Over 60% of cancer patients worldwide will receive radiotherapy as a part of their overall treatment plan. Recently, stereotactic body radiation therapy (SBRT) has been recognized as a favorable treatment option for those cancer types that remain inoperable. SBRT administers very high doses of radiation in a small number of fractions, and has been shown to achieve 3-year control rates of roughly 90% in stage 1 NSCLC’s. A recent study out of Thomas Jefferson University investigates the effect of SBRT on lung nodules in a murine model. In this study, Du et al. mimicked clinical delivery by utilizing image guided micro irradiation through the use of SARRP, with a clinically relevant treatment (SBRT) plan. Additionally, they utilized a genetically engineered mouse model that yielded spontaneously occurring lung tumors, the closest representation to naturally occurring lung tumors in humans. The investigators were able to identify lung nodules using the SARRPs on-board, high resolution, cone beam CT capabilities. This allowed them to target peripheral lung nodules using Muriplan software while avoiding off-target nodules in the contralateral lung as a control. By using Muriplan, the investigators were able to mimic dose planning representative of the RTOG 0813, 0236, and 0618 clinical trials. Here, they specified organs at risk, treated only single tumors within the middle or lower lobe of peripheral lung, and delivered a total of 60Gy in 3 fractions over two weeks. As a result of mimicking clinical practice; Du et al. were able to show that targeted tumor volumes decreased significantly, confirming the SBRT treatment plan effectively targeted lesions of interest. To confirm these observations, post treatment histology was performed on irradiated and non-irradiated lung nodules which showed a significant decrease in Ki-67 (cell proliferation) staining in the irradiated nodules. In addition, an increase in apoptotic index was observed when comparing non-irradiated and irradiated lung nodules. These data support the effectiveness of SBRT in this model.
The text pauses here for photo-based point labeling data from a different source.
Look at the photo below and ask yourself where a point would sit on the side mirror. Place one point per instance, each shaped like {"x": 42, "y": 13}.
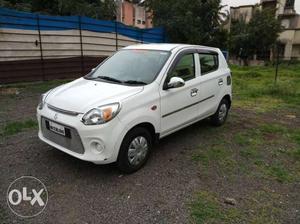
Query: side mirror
{"x": 175, "y": 82}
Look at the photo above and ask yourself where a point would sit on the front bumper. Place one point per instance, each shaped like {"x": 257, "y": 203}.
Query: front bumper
{"x": 99, "y": 144}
This study is unique as it satisfied requirements set forth in clinical practice in a pre-clinical setting. It utilizes a spontaneously occurring lung tumor model (representative of naturally occurring tumors in humans) and incorporates clinically relevant treatment planning and dose delivery. Furthermore, this study was able to replicate clinical practice, an important aspect in preclinical research for clinical validation. In addition, the authors comment on the importance of using this model and moving forward by combining SARRP based treatments with immunotherapies. Most of the immunotherapeutic data being generated is done in syngeneic flank tumor models. As this study shows, it is important to move forward with our research in the most translational way, in both a treatment (SARRP) and animal modeling (spontaneous orthotopic tumors).